Well it’s nice to see honest endeavour rewarded and endeavour is that the Labour Party have put into recruiting the support and co-operation of some of the stars of the business world and to reassuring them that a Labour government is not going to do anything nasty like dispossess the owning class or even try a little redistribution of wealth. It is not so long ago that Labour prime ministers were accustomed to sort out British industry's problems with union leaders over beer and sandwiches at Number Ten. It would be difficult now for the trade unionists of get through the door for the crush of tycoons quaffing champagne and smoked salmon.
David Simon, the million-pound-a-year chairman of BP. was invited to become Minister for Trade and Competitiveness in Europe and a life peer into the bargain. Martin Taylor, chief executive of Barclays Bank, was put in charge of a task force which will advise on reforming the tax and benefits system. There is no evidence that Taylor has any experience of trying to live on benefit, or has any idea of the stress of doing so. In any case nobody in their right mind expects his Task Force to recommend an easier life for all those scroungers who could easily get a job but choose to undermine the fortunes of firms like BP and Barclays Bank by living in the lap of luxury on the Job Seekers Allowance or whatever.
It will be useful if all those people who gloated over Election 97 keep it and view it again in a year's time, when the cheering has finally died and Labour’s honeymoon is over and the businessmen are really making themselves felt in Downing Street.
What will it be like then? What was it like, the last time the Labour Party lost power? What effect had they had, on the problems of the working class which they had pledged themselves to ease or even eliminate? After five years of power the best they could claim for themselves, in their 1979 election manifesto was that “in an uncertain world, suffering the worst economic trouble for forty years, we have pointed the way forward . . . Our purpose is to overcome the evils of inequality, poverty, racial bigotry, and to make Britain truly one nation.”

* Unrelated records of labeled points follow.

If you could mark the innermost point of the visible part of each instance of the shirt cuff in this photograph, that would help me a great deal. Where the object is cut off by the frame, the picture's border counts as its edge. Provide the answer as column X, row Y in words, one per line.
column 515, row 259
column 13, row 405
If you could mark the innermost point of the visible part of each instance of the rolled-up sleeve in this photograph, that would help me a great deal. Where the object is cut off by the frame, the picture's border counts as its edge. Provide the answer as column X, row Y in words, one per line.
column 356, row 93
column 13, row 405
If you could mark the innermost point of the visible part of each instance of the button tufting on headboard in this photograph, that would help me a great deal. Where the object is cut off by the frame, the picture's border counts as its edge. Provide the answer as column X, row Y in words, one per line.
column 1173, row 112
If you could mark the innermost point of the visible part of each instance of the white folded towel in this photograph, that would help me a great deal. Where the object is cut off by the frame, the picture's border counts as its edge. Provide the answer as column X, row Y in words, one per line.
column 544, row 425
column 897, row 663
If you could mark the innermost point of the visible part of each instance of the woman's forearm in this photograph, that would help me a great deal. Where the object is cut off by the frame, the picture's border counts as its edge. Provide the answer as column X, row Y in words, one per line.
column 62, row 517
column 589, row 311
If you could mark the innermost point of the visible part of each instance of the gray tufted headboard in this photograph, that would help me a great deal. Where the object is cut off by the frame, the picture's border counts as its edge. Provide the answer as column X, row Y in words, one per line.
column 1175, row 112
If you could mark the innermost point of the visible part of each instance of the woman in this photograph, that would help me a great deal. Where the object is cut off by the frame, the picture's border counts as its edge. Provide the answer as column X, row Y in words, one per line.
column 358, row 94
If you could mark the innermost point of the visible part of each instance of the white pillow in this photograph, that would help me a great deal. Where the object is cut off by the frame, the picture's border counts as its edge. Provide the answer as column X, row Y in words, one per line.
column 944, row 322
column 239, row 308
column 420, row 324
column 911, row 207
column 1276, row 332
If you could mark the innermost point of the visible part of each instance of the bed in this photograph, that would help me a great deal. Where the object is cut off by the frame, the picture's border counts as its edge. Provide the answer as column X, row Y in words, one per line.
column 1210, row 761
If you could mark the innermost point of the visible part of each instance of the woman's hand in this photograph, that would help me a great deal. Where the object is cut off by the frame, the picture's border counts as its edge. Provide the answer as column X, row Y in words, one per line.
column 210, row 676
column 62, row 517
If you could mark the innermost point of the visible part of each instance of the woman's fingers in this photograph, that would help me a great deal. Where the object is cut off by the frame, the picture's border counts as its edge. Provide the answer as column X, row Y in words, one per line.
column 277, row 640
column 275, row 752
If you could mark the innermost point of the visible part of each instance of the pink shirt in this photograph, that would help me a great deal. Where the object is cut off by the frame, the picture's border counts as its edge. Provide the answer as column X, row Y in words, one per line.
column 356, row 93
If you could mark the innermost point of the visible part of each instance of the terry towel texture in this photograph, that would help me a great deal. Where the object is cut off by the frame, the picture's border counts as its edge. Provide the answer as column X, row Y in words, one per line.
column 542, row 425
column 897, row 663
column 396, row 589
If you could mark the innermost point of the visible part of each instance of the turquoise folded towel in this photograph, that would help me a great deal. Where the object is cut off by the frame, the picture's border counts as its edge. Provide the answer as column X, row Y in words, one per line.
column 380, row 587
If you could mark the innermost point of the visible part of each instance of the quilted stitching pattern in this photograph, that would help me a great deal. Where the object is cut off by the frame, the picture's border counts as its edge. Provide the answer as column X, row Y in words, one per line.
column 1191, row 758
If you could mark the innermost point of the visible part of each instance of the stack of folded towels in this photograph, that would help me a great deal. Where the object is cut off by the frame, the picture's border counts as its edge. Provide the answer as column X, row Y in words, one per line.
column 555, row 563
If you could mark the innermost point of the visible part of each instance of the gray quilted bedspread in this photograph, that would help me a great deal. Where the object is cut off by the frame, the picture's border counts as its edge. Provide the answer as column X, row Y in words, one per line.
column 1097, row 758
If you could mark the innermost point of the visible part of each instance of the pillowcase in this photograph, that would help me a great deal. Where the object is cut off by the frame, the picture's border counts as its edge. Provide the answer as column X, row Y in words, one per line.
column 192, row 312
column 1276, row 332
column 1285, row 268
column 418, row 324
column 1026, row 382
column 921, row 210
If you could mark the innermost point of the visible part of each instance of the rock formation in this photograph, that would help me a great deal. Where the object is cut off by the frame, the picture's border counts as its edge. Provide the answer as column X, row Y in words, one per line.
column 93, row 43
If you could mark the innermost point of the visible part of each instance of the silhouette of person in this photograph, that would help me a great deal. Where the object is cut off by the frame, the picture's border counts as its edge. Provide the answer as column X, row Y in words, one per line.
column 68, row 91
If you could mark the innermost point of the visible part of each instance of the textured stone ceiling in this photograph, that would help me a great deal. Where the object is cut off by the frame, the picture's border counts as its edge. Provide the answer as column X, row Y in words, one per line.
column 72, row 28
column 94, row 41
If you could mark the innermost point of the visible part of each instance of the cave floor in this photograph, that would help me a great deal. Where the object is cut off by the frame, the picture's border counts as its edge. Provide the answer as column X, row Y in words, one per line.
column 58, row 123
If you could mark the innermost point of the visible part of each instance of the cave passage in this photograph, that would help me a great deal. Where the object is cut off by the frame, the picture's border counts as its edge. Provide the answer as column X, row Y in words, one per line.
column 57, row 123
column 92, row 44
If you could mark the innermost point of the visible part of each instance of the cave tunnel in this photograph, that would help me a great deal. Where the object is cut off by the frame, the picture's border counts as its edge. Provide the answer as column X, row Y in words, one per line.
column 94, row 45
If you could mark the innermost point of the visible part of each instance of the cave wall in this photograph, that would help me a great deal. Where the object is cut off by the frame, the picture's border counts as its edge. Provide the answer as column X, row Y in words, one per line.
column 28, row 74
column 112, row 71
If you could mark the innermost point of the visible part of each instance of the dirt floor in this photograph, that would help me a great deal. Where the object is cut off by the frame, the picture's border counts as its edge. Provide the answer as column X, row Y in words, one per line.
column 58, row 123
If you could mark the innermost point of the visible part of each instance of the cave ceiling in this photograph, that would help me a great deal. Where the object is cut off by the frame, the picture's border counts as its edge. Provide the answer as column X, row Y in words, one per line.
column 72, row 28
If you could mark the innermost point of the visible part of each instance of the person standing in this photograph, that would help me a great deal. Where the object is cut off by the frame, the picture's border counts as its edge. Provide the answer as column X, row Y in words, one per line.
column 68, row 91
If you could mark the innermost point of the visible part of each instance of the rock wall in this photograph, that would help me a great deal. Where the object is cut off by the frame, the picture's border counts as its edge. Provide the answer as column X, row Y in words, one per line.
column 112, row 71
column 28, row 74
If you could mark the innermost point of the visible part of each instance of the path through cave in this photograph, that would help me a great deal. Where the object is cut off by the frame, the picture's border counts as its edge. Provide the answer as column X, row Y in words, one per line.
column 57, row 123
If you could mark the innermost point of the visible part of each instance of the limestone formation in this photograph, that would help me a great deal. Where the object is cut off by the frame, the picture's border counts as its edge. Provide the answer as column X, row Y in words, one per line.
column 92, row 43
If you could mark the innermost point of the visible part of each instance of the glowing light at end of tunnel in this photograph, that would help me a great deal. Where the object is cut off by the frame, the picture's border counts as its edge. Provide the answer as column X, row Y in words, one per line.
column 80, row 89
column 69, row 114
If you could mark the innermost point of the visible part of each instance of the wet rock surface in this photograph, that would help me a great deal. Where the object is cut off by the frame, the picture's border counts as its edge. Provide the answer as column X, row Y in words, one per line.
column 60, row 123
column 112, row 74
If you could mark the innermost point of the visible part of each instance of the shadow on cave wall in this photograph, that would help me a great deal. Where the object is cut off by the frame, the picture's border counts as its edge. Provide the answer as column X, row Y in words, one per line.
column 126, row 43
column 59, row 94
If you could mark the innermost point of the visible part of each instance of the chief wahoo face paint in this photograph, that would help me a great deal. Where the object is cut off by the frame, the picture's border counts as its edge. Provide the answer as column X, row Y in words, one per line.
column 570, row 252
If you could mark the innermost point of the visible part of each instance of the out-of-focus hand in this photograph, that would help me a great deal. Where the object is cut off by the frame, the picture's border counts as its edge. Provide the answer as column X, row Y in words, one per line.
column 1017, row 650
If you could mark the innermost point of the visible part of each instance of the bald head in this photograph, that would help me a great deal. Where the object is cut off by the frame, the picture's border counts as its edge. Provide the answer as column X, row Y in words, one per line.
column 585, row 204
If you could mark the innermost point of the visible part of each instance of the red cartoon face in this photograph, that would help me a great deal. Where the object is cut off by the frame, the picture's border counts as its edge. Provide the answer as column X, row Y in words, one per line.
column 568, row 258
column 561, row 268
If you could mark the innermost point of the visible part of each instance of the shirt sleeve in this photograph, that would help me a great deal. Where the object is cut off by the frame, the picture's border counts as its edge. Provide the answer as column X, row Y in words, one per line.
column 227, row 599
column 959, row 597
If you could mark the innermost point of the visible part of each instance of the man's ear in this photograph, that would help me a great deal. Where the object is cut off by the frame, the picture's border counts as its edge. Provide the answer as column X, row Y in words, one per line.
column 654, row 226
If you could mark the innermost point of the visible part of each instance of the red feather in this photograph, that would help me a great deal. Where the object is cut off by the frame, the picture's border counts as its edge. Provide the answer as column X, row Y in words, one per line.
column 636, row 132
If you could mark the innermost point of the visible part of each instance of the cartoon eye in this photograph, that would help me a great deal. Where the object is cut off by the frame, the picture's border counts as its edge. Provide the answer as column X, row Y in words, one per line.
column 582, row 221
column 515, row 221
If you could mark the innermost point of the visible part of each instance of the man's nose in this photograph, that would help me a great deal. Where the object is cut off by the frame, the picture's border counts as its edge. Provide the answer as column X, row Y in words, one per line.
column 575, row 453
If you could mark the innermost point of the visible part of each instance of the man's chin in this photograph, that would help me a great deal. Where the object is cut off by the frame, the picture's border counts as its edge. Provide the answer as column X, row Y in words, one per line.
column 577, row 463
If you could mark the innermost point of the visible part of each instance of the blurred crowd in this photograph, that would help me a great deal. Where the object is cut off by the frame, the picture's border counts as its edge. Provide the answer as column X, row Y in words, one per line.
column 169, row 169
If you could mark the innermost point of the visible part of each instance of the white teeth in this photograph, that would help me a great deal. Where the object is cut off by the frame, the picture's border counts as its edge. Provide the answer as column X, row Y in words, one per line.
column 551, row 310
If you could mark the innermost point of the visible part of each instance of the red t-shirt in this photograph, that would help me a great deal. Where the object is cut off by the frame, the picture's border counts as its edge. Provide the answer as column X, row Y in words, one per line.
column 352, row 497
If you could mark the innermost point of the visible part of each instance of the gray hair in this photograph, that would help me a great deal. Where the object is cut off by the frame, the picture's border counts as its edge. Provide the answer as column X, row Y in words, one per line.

There might then have been people who had voted Labour in 1974 to ask why Labour had not used their time in power to "overcome" those "evils” and why all they could offer was to point the way forward. Perhaps in the near future, if those ecstatic, flag-waving people are not too far gone in their delusions, we shall be hearing the same kinds of questions. And if we do hear them this time we shall not have, to use in reply, a boring manifesto but a real, live Technicolor, all-singing and cheering video to show how it was and how it was supposed to be—to match against how it really is.